Сверх того, различают possessio ad interdicta и possessio ad usucapionem. Второе есть квалифицированный вид первого. Именно, всякое юридическое владение есть possessio ad interdicta, так как право на посессорную защиту составляет сущность юридического владения; possessio ad usucapionem есть только такое юридическое владение, которое, по истечении срока приобретательной давности, может привести к приобретению полного права собственности на вещь. Такое владение прежде всего предполагает, что лицо владеет вещью как собственною, (между тем как possessio ad interdicta принадлежит, напр., и кредитору по залогу). Сверх того, оно предполагает, что лицо владеет вещью bona fide (так, напр., вор не может приобрести украденную вещь в собственность путем давностного приобретения); далее требуется iustus titulus и т. д.

 

_ 98. Основания защиты владения*(116)

 

Защита владения как такового представляет ту опасность, что наряду с правомерным владением пользуется защитой и владение неправомерное. Так, напр., посессорной защитой пользуется наряду с собственником и вор, раз он владеет вещью.

Спрашивается, почему же признали необходимым самостоятельную защиту владения как такового?

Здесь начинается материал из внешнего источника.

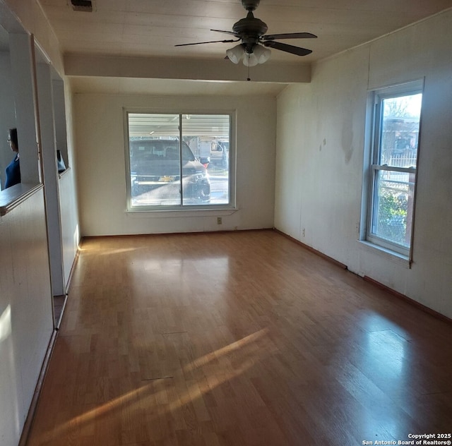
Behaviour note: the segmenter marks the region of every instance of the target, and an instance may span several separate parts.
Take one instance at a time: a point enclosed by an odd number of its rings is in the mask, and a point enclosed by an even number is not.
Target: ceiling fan
[[[229,59],[234,64],[238,64],[240,60],[243,59],[244,64],[247,66],[253,66],[266,61],[270,54],[268,48],[274,48],[275,49],[284,51],[297,56],[307,56],[312,52],[311,49],[276,42],[277,39],[316,38],[316,35],[310,32],[266,35],[268,30],[266,23],[255,18],[253,14],[253,11],[258,7],[259,2],[260,0],[242,0],[242,4],[248,11],[248,14],[246,14],[246,18],[234,24],[232,31],[210,30],[210,31],[232,35],[235,39],[184,43],[174,46],[186,47],[188,45],[201,45],[206,43],[231,43],[241,41],[238,45],[226,52],[226,59]]]

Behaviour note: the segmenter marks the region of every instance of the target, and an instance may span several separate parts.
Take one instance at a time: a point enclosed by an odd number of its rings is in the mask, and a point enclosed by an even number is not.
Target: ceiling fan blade
[[[196,43],[180,43],[174,47],[188,47],[189,45],[202,45],[205,43],[232,43],[233,42],[239,42],[240,39],[229,40],[210,40],[210,42],[197,42]]]
[[[280,49],[285,51],[286,53],[292,53],[297,56],[307,56],[312,52],[311,49],[307,49],[306,48],[300,48],[299,47],[294,47],[293,45],[287,45],[285,43],[281,43],[280,42],[274,42],[273,40],[266,41],[263,42],[265,47],[270,47],[275,49]]]
[[[239,37],[235,32],[234,32],[234,31],[223,31],[222,30],[210,30],[210,31],[215,31],[215,32],[224,32],[225,34],[232,34],[236,37]]]
[[[262,36],[263,40],[275,40],[275,39],[316,39],[317,36],[311,32],[290,32],[288,34],[271,34]]]

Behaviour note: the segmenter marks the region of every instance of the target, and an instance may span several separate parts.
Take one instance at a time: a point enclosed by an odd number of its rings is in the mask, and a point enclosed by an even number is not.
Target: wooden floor
[[[28,445],[407,441],[451,370],[452,325],[276,232],[89,239]]]

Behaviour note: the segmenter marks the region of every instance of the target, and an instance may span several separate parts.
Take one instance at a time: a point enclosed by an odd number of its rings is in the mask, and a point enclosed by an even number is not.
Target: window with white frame
[[[371,92],[366,239],[410,257],[422,83]]]
[[[231,114],[126,116],[130,210],[230,207]]]

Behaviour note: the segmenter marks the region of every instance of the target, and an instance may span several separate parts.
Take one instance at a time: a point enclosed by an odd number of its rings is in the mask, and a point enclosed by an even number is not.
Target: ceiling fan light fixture
[[[234,48],[230,48],[226,51],[226,55],[232,64],[238,64],[243,57],[244,54],[244,49],[242,44],[239,44],[234,47]]]
[[[270,59],[271,51],[268,48],[257,44],[253,48],[253,54],[257,58],[258,64],[264,64]]]
[[[258,63],[254,53],[247,53],[245,52],[243,58],[243,64],[245,66],[256,66]]]

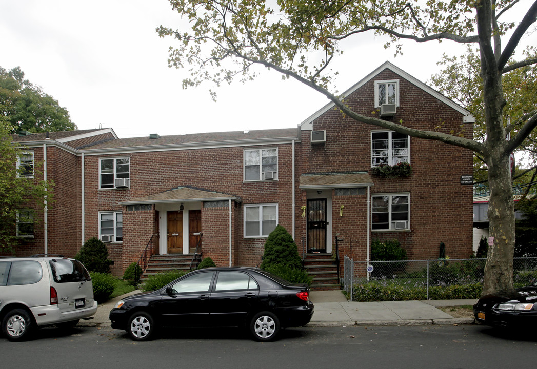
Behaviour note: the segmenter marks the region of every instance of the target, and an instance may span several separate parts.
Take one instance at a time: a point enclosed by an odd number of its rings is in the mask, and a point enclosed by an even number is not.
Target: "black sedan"
[[[483,296],[474,305],[474,315],[492,327],[537,327],[537,283]]]
[[[307,284],[291,284],[264,270],[209,268],[159,290],[133,295],[110,311],[112,327],[146,341],[161,328],[246,327],[258,341],[280,328],[309,322],[313,304]]]

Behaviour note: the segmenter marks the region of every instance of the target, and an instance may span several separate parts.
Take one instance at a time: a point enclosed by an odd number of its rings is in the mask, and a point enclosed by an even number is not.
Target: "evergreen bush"
[[[186,274],[184,270],[174,270],[149,276],[141,287],[143,291],[155,291],[161,289],[170,282]]]
[[[110,273],[90,272],[93,286],[93,299],[99,304],[108,301],[115,288],[116,278]]]
[[[267,267],[265,270],[291,283],[307,283],[311,285],[313,281],[308,272],[303,269],[294,269],[280,264]]]
[[[88,271],[97,273],[110,273],[110,265],[114,263],[108,259],[106,245],[95,237],[84,242],[75,259],[83,264]]]
[[[302,269],[302,260],[299,256],[296,245],[289,232],[281,225],[277,225],[271,232],[265,243],[261,269],[275,265]]]
[[[211,267],[216,267],[216,264],[214,263],[214,261],[213,261],[213,259],[211,259],[211,257],[206,257],[205,259],[204,259],[203,260],[201,261],[201,262],[200,263],[200,264],[198,265],[198,269],[202,269],[204,268],[211,268]]]
[[[137,263],[132,263],[125,269],[123,274],[123,279],[128,282],[131,286],[137,286],[140,284],[140,277],[142,276],[142,268]]]

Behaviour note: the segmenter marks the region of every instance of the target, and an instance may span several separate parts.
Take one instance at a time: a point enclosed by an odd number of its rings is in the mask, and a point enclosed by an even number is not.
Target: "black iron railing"
[[[198,240],[198,245],[196,245],[196,250],[194,252],[194,256],[192,256],[192,261],[190,262],[190,270],[195,269],[198,268],[198,265],[201,262],[201,238],[203,233],[200,232],[200,238]]]
[[[143,274],[146,268],[147,268],[147,264],[149,264],[151,257],[155,254],[155,245],[153,242],[154,237],[154,235],[151,236],[151,238],[149,239],[149,242],[147,243],[147,246],[146,246],[143,252],[142,253],[142,255],[138,259],[138,261],[136,262],[136,267],[135,268],[134,272],[135,287],[138,286],[140,278],[142,277],[142,275]]]

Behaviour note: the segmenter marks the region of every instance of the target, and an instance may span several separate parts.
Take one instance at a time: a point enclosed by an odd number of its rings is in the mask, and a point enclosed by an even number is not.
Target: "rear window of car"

Ответ на этот вопрос, в сущности, очень простой: легче доказать владение вещью, чем право на вещь. Следовательно, всякий правомерный владелец заинтересован в защите своего владения. С другой стороны, случаи правомерного владения представляют собою громадное большинство, случаи неправомерного владения сравнительно исключительные. Другими словами, in dubio данное лицо владеет вещью правомерно. Ввиду этого закон признал возможным допустить самостоятельную защиту владения как такового. Иначе, защита владения есть защита презумптивного права на вещь. Положим, что вследствие этого в некоторых случаях будет пользоваться защитою лицо, не имеющее права на вещь. Но в таком случае противная сторона всегда вольна предъявить иск о праве и доказать, что хотя данное лицо и владеет вещью, но оно не имеет права на нее, и раз это будет доказано, вещь отчуждается у владельца и присуждается противной стороне, доказавшей свое право на нее.

За всем тем в литературе много спорили по этому вопросу и объясняли защиту владения весьма различно. Все теории по этому вопросу можно разбить на две группы: абсолютные и относительные.

1) Абсолютные теории выводят необходимость защиты владения из самой природы его. Владение есть реализация воли, а потому должно быть защищаемо, независимо от правомерного или неправомерного характера своего, ибо воля как таковая свободна; признание и обеспечение защиты ее составляет задачу всего гражданского права.

Защитниками такого взгляда являются Ганс, Пухта, Брунс, Виндшейд и другие. Теория эта очень туманна. Сверх того, если даже допустить, что владение есть реализация воли, то нельзя не заметить, что при споре о владении сталкиваются две воли. Почему же воле того, кто стремится удержать владение, отдается предпочтение пред волей того, кто не желает признавать чужого владения, а сам желает приобрести его.

2) Относительные теории ссылаются на различные практические соображения для объяснения защиты владения. Так, Савиньи говорит, что защита владения есть защита против насилия. Кто вторгается в чужое владение, тот совершает насилие над владельцем.

Посессорные интердикты, следовательно, суть иски ex delicto. Это объяснение слишком узко.

Не все посессорные интердикты предполагают насилие. Иеринг в своем исследовании "uber den Grund des Besitzschutzes" говорит, что защита владения есть необходимое дополнение защиты собственности; само владение есть не что иное, как видимость собственности. В позднейшем своем исследовании "Der Besitzwille" он непосредственно не касается этого вопроса, но из всего хода его изложения явствует, что он принципиально смотрит на защиту владения как на необходимое дополнение всякого (вещного или личного) права пользования вещью.